At a time of collective emergency, self-inclination rules the day. “Personal reasons,” said the Washington Wizards’ Bradley Beal of his initial refusal to get vaccinated, adding, “I would ask the question to those who are getting vaccinated, ‘Why are you still getting COVID?’” (Beal seems to have since changed his stance from a hard “no” to “undecided.”) “It’s none of your business,” said the Golden State Warriors’ Andrew Wiggins when asked to explain which of his “beliefs” he’d be violating if he got the shot. (Wiggins recently applied for a religious exemption from San Francisco’s vaccination requirement for large indoor events, including Warriors basketball games.
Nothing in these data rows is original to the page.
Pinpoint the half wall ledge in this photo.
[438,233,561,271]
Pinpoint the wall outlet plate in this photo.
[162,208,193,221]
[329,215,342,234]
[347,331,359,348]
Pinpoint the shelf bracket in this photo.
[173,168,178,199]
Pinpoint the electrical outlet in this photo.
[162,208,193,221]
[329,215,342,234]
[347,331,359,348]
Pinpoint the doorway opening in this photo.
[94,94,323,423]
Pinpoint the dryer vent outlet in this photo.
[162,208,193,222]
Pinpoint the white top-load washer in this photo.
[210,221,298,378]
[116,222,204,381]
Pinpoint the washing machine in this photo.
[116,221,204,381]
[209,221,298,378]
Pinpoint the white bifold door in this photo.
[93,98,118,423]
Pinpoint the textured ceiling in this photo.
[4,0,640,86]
His petition was denied.) “I would like to keep all that private,” said Irving when asked if he’d gotten the vaccine. (The Nets star’s aunt told Rolling Stone that his decision is “not religious-based, it’s moral-based,” though it’s unclear if that accurately reflects her nephew’s vaccination status or his views.)
The least-known player in this cohort is the Orlando Magic’s Jonathan Issac, which hasn’t stopped him from being the most vocal. “[It] is my belief that the vaccine status of every person should be their own choice,” he said this week. “Completely up to them without bullying, without being pressured, without being forced into doing so.” Isaac’s concern, he says, is that he’s had COVID before and developed antibodies, so it might be more dangerous for him to risk an “adverse reaction” to the shot than to contract the virus again, an argument that isn’t supported by the scientific consensus.
The overwhelming response to these men from their peers has been respectful acquiescence. “Everyone has their own choice to do what they feel is right for themselves and their family,” said LeBron James, who is vaccinated, during the Los Angeles Lakers’ media day on Tuesday. “We’re talking about individuals’ bodies,” he went on, when a reporter pressed him on whether he felt responsible to urge others to follow his lead. “We’re not talking about something that’s political, or racism, or police brutality, or things of that nature.”
Needless to say, this isn’t true, and is no more how mass vaccination works than it is how protest movements against injustice do. Both are collective efforts that put society-level considerations over individual ones. The barometer of one’s commitment to either, traditionally, has been whether you’re willing to risk your body, to make it vulnerable, in order to help others. Distance from that risk made some players feel too uninvolved in last summer’s struggles. There they were, safe in a bubble while America burned, and it inspired many of them to make unprecedented demands of their employers, and of each other, in the name of collective responsibility. That sense of responsibility eludes some now when it comes to vaccines, a position that even their vaccinated peers think comes from valid reasoning — the notion that, ultimately, everyone has to do what they think is best for them.
Foregoing the vaccine is a miscalculation of risk, but it comes from the same model of risk assessment that made it so easy to turn a wildcat strike into a few new ballot boxes, and to keep players quiet about human-rights abuses in China, their main source of international revenue, while the league turned their outspokenness about racist policing into an advertising blitz. The social impact that players say they want to have requires principles beyond their personal interests. “At the end of the day, you’re always trying to figure out ways that you can be available, and protect one another,” James said when explaining why he chose to get vaccinated, and it really can be that simple.